Getting Started: Free Access and API Integration

Developers can immediately access Qwen3.5 through multiple entry points:

  • Playground: Free browser-based testing on build.nvidia.com with NVIDIA Blackwell GPU acceleration
  • API Access: OpenAI-compatible REST API available free with NVIDIA Developer Program registration
  • Production Deployment: NVIDIA NIM provides containerized inference microservices for on-premises, cloud, or hybrid deployments

The API supports tool-calling through OpenAI-compatible tools parameters, enabling agentic workflows out of the box.

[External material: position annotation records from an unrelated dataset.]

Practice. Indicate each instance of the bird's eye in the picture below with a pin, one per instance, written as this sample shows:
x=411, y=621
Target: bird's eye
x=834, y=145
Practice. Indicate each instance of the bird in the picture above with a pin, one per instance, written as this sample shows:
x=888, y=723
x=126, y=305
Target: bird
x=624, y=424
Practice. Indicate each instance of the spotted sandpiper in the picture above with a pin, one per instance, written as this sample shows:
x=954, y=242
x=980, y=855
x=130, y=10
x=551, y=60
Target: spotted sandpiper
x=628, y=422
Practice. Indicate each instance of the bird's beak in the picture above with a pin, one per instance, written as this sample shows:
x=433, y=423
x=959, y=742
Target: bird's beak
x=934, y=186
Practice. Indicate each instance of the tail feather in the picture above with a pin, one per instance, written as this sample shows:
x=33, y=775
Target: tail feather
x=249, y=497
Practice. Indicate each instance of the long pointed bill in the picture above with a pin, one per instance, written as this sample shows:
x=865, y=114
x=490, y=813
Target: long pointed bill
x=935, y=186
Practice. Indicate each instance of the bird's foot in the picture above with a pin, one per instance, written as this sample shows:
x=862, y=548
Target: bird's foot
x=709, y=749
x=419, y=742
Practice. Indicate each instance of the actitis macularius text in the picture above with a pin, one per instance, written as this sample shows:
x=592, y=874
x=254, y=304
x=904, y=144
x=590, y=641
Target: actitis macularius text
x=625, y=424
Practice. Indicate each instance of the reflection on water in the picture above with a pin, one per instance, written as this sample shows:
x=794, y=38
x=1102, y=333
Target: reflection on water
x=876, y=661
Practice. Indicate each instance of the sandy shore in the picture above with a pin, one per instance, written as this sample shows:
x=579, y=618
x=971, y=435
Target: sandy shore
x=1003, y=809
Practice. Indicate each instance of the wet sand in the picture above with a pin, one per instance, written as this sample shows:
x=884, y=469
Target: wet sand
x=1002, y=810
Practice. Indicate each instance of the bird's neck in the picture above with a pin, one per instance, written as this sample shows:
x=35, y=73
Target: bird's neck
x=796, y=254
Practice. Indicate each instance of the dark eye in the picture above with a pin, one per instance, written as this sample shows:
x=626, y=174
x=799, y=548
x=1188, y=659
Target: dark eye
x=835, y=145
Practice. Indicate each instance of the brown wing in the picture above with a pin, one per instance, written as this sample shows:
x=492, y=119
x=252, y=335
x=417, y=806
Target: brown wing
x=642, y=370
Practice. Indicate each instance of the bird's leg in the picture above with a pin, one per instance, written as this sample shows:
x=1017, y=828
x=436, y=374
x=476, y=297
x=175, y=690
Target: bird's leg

Customization and Fine-Tuning

The NVIDIA NeMo framework enables domain-specific adaptation of Qwen3.5 with the NeMo Automodel library, offering:

  • PyTorch-native training with direct Hugging Face checkpoint support (no conversion required)
  • Flexible fine-tuning methods: Full supervised fine-tuning (SFT) or memory-efficient LoRA
  • Scalable training: Multinode deployment support via Slurm and Kubernetes for large-scale MoE optimization
  • Reference implementations: Technical tutorials (e.g., Medical Visual QA on radiological datasets) to guide domain adaptation

Developers can fine-tune Qwen3.5 for specialized reasoning and agentic workflows with minimal latency.